The range of stated hypothetical changes in commodity prices considers current and historic market performance. During the past 10 years, the annual average NGL correlation has ranged between one standard deviation below the historical average and one standard deviation above the historical average.

Estimated Range of 2010 DCF

     
        Crude Oil to Gas Ratio
Crude Oil Price   NGL Correlation     18:1     16:1     14:1     12:1     10:1
One standard deviation above historical average   $ 292   $ 290   $ 287   $ 284   $ 280
$100 Historical average   $ 248   $ 246   $ 243   $ 240   $ 235
    One standard deviation below historical average   $ 203   $ 201   $ 198   $ 196   $ 193
One standard deviation above historical average   $ 271   $ 270   $ 267   $ 264   $ 261
$90 Historical average   $ 231   $ 229   $ 227   $ 224   $ 220
    One standard deviation below historical average   $ 190   $ 189   $ 186   $ 184   $ 181
One standard deviation above historical average   $ 250   $ 249   $ 247   $ 244   $ 241
$80 Historical average   $ 214   $ 213   $ 211   $ 208   $ 204
    One standard deviation below historical average   $ 178   $ 176   $ 174   $ 172   $ 169
One standard deviation above historical average   $ 231   $ 230   $ 228   $ 226   $ 223
$70 Historical average   $ 200   $ 198   $ 196   $ 194   $ 190
    One standard deviation below historical average   $ 168   $ 166   $ 164   $ 162   $ 160
One standard deviation above historical average   $ 213   $ 212   $ 210   $ 208   $ 205
$60 Historical average   $ 186   $ 184   $ 183   $ 180   $ 177
    One standard deviation below historical average   $ 158   $ 156   $ 154   $ 152   $ 151
       

The table is based on current information, expectations, and beliefs concerning future developments and their potential effects, and does not consider actions MarkWest management may take to mitigate exposure to changes. Nor does the table consider the effects that such hypothetical adverse changes may have on overall economic activity. Historical prices and correlations do not guarantee future results.
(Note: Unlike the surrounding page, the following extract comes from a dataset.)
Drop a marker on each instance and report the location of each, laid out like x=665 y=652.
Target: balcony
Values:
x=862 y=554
Although MarkWest believes the expectations reflected in this analysis are reasonable, MarkWest can give no assurance that such expectations will prove to be correct and readers are cautioned that projected performance, results, or distributions may not be achieved. Actual changes in market prices, and the correlation between crude oil and NGL prices, may differ from the assumptions utilized in the analysis. Actual results, performance, distributions, volumes, events, or transactions could vary significantly from those expressed, considered, or implied in this analysis. All results, performance, distributions, volumes, events, or transactions are subject to a number of uncertainties and risks. Those uncertainties and risks may not be factored into or accounted for in this analysis. Readers are urged to carefully review and consider the cautionary statements and disclosures made in MarkWest’s periodic reports filed with the SEC, specifically those under the heading "Risk Factors.”